The Origin of 'Novel' and its Kinds - I

Samuel Richardson's Pamela and Laurence Sterne's Tristram Shandy; Jane Austen's Emma and Virginia Woolf's Orlando; Charles Dickens' Pickwick Papers and Henry James' The Wings of the Dove; Leo Tolstoy's War and Peace and Franz Kafka's The Trial; Ernest Hemingway's The Sun Also Rises and James Joyce's Finnegans Wake; Doris Lessing's The Golden Notebook and Vladimir Nabokov's Lolita  are some examples for novels.

"The novel is  an extended narrative. The novel is distinguished from the short story and from the work of middle length called the novelette; its magnitude permits a greater variety of characters, greater complication of plot (or plots), ampler development of milieu, and more sustained exploration of character and motives than do the shorter, more concentrated modes."

 As a narrative written in prose, the novel is distinguished from the long narratives in verse by Chaucer and Milton.
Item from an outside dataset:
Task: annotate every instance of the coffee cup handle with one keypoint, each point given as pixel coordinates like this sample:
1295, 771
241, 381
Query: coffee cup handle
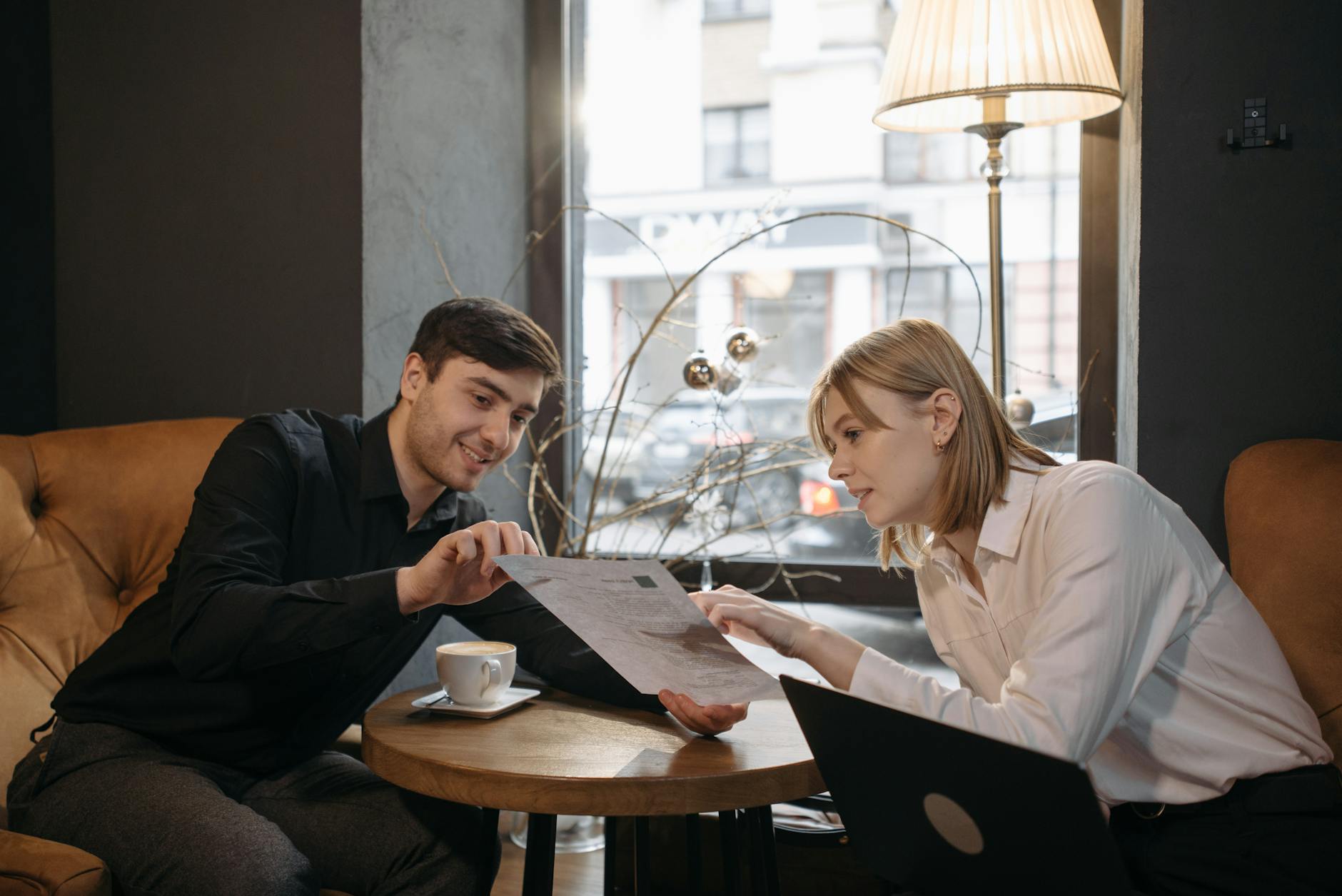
495, 671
The English name for the form, is derived from the Italian novella (literally, "a little new thing"), which was a ‘short tale’ in prose. Long narrative romances in prose were written by Greek writers as early as the second and third centuries A.D. d Sir Philip Sidney's Arcadia was Elizabethan continuation of the pastoral romance of the ancient Greeks.
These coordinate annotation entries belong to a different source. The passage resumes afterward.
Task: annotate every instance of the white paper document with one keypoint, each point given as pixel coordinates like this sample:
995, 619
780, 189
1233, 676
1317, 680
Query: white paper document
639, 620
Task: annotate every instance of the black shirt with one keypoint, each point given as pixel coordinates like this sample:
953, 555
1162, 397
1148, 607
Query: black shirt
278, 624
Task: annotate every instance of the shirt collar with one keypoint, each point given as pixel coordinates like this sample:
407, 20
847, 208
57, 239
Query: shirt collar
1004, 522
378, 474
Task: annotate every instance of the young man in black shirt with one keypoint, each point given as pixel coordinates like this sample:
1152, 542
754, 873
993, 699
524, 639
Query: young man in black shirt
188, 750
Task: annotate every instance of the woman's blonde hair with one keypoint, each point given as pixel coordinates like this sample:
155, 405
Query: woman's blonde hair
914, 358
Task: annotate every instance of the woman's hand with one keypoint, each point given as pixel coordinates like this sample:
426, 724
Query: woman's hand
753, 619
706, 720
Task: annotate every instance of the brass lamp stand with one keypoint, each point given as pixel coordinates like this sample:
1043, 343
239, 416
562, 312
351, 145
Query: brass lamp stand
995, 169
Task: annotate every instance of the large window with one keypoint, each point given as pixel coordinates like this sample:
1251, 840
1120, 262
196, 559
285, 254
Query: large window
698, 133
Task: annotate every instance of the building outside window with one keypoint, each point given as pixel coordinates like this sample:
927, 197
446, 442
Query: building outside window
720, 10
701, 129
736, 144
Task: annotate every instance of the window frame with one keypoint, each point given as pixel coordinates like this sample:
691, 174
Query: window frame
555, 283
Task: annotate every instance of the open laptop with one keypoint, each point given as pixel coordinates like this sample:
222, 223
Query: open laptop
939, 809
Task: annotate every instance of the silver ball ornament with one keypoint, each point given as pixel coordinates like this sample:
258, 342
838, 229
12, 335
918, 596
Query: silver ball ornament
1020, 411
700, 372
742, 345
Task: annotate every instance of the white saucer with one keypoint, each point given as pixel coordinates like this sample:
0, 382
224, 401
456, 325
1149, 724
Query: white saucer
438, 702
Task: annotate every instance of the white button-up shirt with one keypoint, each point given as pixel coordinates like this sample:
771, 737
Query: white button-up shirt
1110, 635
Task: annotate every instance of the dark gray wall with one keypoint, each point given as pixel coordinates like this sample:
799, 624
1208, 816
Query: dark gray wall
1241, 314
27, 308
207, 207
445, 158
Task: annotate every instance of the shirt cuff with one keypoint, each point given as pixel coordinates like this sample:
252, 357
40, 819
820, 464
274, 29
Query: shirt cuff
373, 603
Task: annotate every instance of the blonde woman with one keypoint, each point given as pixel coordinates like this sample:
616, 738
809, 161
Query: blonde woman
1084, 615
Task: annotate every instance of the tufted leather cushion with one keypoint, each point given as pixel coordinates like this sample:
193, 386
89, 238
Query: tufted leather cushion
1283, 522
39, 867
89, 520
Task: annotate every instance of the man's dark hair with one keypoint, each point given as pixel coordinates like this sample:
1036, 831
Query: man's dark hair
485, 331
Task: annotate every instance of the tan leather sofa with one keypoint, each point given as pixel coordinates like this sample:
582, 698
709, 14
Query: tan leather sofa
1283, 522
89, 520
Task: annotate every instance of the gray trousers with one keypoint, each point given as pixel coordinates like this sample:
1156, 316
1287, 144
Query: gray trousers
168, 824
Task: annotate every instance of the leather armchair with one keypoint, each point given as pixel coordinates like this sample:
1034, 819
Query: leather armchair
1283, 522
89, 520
Picaresque Narrative is the predecessor of the later form of novel. It appeared in Spain in the sixteenth century.  "Picaro" is Spanish word for "rogue' and a typical story concerns the escapades of an indifferent rascal who lives by his wits. Picaresque fiction is realistic in manner, episodic in structure and often satiric in aim. The first, and very lively English example was Thomas Nashe's The Unfortunate Traveller (1594). We recognize the survival of the picaresque type in many later novels such as Mark Twain's The Adventures of Tom Sawyer (1876), Thomas Mann's Felix Krull (1954), and Saul Bellow's The Adventures of Augie March (1953). Cervantes' great quasi-picaresque narrative Don Quixote (1605) was the single most important progenitor of the modern novel.
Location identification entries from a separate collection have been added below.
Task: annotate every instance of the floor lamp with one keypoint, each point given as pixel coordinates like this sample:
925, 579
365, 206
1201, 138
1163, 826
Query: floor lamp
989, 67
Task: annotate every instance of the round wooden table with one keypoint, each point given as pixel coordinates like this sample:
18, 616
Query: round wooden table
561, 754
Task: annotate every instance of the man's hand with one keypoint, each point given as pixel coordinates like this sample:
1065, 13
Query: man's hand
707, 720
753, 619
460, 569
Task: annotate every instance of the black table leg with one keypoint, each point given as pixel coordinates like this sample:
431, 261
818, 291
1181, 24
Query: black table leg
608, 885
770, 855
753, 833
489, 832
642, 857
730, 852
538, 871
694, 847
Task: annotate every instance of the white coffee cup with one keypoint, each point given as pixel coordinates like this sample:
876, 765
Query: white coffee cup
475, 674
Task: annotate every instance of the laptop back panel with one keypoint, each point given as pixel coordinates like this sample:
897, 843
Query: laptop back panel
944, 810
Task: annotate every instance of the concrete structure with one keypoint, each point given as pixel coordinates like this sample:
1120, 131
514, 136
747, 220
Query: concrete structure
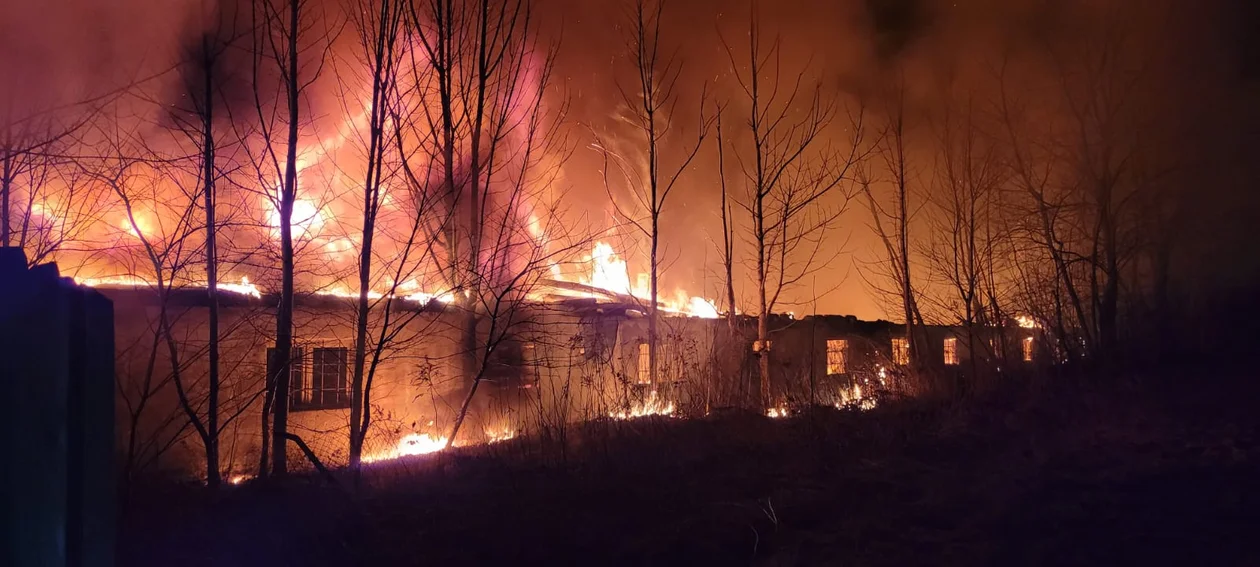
551, 362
In 1719 Daniel Defoe wrote Robinson Crusoe and in 1722, Moll Flanders. Both of these are still picaresque in type, in the sense that their structure is episodic rather than in the organized form of a plot; while Moll is herself a colorful female version of the old picaro.  Defoe is often credited with writing the first novel of incident. The credit for having written the first English novel of character, or "psychological novel," is almost unanimously given to Samuel Richardson for his Pamela; or, Virtue Rewarded.

Pamela is an epistolary novel; that is, the narrative is conveyed entirely by an exchange of letters. Later novelists have preferred alternative devices for limiting the narrative point of view to one or another single character, but the epistolary technique is still occasionally revived.